Mexican Veggie/Tofu Stew
1 15 oz. canned green beans
1 15 oz. canned white hominy
1 15 oz. canned whole pinto beans
1 15 oz. canned tomatoes pieces, whole is also fine
1 large onion, chopped
2 large potatoes, chopped in medium sized pieces
1/2 cup cilantro, chopped
1 teaspoon ground cumin
2 teaspoon menudo seasoning mix (Mexican seasoning)
juice of one large lemon
1 16 oz. tub of extra-firm tofu, medium cubed
4 cups of vegetable broth or water
1 medium zucchini, chopped
In a large stock pot, add the chopped onion and saute in either vegetable broth or some water until it gets some color.
Then, open the canned pinto beans, hominy, green beans, rinse and add to the stock pot.
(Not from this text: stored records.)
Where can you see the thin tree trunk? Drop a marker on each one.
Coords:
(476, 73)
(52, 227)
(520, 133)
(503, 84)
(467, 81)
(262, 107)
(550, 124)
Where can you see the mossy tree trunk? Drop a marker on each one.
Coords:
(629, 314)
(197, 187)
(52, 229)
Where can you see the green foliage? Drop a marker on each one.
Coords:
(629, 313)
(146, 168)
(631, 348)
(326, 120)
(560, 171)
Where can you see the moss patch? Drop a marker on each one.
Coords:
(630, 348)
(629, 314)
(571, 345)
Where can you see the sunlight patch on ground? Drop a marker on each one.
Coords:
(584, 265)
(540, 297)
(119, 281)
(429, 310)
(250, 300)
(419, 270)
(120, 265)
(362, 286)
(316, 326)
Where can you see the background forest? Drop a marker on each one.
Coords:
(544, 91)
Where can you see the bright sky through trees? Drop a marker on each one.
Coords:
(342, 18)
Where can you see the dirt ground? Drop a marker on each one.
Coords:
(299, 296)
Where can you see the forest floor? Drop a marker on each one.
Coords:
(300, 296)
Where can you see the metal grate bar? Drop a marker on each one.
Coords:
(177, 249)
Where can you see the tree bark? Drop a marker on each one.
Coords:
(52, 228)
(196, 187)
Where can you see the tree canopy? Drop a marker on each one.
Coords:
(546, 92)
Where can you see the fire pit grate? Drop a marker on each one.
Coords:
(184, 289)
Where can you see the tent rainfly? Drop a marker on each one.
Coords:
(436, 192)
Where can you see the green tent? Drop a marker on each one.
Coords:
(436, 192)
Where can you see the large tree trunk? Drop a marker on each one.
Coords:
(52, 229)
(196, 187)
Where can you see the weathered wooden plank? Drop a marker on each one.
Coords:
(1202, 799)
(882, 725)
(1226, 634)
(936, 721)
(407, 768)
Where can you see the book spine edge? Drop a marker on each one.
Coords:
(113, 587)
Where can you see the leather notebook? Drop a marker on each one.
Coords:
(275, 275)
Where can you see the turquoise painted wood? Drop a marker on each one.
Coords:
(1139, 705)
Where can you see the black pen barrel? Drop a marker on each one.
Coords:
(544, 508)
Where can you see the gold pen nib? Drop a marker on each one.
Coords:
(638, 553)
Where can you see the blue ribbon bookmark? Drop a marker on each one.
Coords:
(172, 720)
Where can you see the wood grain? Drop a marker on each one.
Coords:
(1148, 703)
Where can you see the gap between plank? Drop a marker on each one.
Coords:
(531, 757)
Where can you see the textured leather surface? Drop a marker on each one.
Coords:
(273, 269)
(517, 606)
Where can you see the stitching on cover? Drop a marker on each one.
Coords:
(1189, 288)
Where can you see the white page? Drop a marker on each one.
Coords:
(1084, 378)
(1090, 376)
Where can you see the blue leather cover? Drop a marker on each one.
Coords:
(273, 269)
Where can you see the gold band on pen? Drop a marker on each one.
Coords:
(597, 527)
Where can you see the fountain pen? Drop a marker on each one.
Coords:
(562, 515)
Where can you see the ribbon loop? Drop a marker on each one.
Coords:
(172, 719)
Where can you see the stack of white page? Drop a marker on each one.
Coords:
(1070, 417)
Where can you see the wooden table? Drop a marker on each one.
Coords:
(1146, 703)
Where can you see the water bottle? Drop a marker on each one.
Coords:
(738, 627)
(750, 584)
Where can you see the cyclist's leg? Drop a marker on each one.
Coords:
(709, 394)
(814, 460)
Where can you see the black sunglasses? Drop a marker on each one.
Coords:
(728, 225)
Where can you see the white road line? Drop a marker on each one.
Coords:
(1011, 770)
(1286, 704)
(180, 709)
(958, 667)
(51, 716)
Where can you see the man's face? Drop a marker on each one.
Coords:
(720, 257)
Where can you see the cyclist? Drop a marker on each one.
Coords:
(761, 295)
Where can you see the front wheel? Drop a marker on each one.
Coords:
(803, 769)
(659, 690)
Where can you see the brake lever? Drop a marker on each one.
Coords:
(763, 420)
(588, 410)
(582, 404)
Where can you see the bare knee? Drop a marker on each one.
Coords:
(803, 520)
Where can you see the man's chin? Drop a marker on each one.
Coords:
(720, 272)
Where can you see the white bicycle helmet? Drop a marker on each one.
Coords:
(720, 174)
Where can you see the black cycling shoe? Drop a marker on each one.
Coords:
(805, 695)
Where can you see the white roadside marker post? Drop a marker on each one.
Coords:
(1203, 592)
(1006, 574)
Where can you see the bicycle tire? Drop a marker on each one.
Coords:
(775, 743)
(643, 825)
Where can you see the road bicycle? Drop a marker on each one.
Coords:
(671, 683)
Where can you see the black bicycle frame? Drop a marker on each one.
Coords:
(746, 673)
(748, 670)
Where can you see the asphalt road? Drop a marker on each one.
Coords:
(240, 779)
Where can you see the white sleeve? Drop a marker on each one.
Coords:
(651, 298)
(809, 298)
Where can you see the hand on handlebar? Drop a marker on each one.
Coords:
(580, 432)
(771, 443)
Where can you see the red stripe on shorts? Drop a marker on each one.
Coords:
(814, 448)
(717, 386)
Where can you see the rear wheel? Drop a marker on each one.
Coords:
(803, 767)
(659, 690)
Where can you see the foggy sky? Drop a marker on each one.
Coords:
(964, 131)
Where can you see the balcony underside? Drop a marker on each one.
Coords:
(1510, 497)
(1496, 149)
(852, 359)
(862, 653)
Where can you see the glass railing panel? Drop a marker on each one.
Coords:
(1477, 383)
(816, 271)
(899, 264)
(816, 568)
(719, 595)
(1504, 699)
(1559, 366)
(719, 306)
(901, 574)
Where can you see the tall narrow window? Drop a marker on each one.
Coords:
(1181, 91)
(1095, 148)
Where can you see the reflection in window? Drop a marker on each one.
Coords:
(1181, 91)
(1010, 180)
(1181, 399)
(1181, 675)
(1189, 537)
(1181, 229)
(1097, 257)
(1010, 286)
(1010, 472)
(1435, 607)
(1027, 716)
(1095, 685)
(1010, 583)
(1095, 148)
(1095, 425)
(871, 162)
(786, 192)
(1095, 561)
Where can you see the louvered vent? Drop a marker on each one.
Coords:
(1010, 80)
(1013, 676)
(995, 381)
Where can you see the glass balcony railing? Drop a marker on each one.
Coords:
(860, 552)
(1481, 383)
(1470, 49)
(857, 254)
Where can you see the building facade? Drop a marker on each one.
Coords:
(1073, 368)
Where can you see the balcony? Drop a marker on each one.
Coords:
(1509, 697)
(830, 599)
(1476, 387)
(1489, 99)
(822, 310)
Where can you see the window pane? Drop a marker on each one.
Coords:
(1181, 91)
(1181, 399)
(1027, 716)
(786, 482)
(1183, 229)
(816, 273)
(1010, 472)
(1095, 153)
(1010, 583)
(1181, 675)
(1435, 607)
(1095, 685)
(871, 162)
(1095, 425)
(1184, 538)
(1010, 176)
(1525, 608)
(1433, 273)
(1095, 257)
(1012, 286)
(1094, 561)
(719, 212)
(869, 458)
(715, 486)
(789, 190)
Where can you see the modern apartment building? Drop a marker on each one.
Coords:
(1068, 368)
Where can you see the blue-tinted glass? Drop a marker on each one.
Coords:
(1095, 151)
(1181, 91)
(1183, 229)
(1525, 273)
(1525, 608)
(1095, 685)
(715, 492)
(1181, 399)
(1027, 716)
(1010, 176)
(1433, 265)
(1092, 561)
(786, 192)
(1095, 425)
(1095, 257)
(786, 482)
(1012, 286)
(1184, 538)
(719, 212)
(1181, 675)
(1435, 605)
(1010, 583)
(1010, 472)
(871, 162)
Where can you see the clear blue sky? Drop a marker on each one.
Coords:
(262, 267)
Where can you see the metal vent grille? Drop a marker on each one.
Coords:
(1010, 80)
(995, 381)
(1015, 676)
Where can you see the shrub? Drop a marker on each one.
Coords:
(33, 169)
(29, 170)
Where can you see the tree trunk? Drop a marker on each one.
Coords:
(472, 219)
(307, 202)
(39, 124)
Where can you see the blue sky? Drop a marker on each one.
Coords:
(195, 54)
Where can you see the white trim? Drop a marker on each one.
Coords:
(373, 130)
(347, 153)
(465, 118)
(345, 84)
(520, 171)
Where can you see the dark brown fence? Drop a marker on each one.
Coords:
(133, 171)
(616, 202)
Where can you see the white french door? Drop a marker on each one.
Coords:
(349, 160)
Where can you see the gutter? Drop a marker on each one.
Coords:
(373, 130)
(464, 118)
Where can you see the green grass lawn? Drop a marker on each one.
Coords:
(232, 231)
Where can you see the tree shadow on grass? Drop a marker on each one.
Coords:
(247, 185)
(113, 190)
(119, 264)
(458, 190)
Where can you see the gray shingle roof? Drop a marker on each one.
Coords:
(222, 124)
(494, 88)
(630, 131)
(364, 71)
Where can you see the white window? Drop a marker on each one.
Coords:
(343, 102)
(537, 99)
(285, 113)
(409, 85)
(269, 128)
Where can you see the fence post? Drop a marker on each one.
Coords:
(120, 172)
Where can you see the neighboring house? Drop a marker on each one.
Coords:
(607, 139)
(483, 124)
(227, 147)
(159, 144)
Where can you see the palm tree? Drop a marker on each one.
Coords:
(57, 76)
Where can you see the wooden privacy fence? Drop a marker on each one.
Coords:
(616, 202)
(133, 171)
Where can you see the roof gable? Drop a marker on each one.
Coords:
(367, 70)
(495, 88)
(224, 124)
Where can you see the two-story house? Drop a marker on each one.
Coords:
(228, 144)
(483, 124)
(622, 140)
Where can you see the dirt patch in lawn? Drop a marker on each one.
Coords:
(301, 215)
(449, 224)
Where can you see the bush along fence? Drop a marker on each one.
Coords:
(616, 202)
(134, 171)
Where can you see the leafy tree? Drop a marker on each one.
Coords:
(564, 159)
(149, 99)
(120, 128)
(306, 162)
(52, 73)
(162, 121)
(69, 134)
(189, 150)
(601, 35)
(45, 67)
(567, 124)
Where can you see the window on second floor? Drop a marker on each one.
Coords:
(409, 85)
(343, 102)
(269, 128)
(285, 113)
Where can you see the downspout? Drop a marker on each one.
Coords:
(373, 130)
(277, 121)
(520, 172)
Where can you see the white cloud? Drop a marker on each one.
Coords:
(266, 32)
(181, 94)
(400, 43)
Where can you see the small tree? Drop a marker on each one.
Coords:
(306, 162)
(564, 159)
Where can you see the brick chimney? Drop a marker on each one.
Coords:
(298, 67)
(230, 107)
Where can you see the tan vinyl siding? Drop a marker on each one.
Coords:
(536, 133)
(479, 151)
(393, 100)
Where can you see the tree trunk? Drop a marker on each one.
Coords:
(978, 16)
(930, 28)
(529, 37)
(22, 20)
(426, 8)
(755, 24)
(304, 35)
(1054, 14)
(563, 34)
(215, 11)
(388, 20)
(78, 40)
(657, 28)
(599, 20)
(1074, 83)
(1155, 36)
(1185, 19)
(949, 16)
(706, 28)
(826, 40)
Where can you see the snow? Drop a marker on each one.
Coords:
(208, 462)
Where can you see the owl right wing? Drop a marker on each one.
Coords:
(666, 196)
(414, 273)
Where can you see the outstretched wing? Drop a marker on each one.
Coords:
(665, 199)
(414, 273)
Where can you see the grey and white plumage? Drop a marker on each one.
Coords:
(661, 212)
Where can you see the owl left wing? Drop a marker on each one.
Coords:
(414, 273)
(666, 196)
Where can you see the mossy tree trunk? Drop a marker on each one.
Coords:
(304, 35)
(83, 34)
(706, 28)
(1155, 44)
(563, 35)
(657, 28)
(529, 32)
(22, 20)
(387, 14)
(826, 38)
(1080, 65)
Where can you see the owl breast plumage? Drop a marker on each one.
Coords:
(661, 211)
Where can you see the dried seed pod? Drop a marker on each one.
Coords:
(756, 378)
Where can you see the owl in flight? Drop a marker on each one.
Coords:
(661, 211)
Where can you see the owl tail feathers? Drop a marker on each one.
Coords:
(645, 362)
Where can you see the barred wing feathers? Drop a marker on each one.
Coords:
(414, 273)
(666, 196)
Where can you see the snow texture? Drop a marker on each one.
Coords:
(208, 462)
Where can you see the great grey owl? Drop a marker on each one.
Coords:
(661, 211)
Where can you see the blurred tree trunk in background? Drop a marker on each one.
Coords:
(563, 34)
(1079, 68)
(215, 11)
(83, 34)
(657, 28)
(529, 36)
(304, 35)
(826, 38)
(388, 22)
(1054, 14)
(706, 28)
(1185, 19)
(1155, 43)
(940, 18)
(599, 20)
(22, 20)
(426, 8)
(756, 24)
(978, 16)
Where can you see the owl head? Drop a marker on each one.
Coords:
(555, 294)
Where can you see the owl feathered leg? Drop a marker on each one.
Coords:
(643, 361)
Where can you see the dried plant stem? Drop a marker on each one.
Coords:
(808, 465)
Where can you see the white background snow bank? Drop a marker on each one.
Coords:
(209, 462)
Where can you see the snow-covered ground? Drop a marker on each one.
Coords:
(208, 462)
Open canned tomato pieces and their juice and add to the rest of ingredients.
Now add the four cups of vegetable broth or water. At this point add the ground cumin and menudo seasoning mix. If you don't have the second ingredient, I've substituted oregano, red pepper chili flakes, and dried onion flakes in equal amounts.
Now add the chopped cilantro and lemon juice. At this point, everything should be at a medium simmer.
Towards the very end, everything should now be very fragrant. Go ahead and add the zucchini, potatoes and cubed tofu.
Season with salt and pepper to your liking, if you wish.
Continue simmering until the potatoes and zucchini are fork tender, but still have their shape.
Serve with additional chopped cilantro on top and lemon wedges.
Very easy, inexpensive and quick also!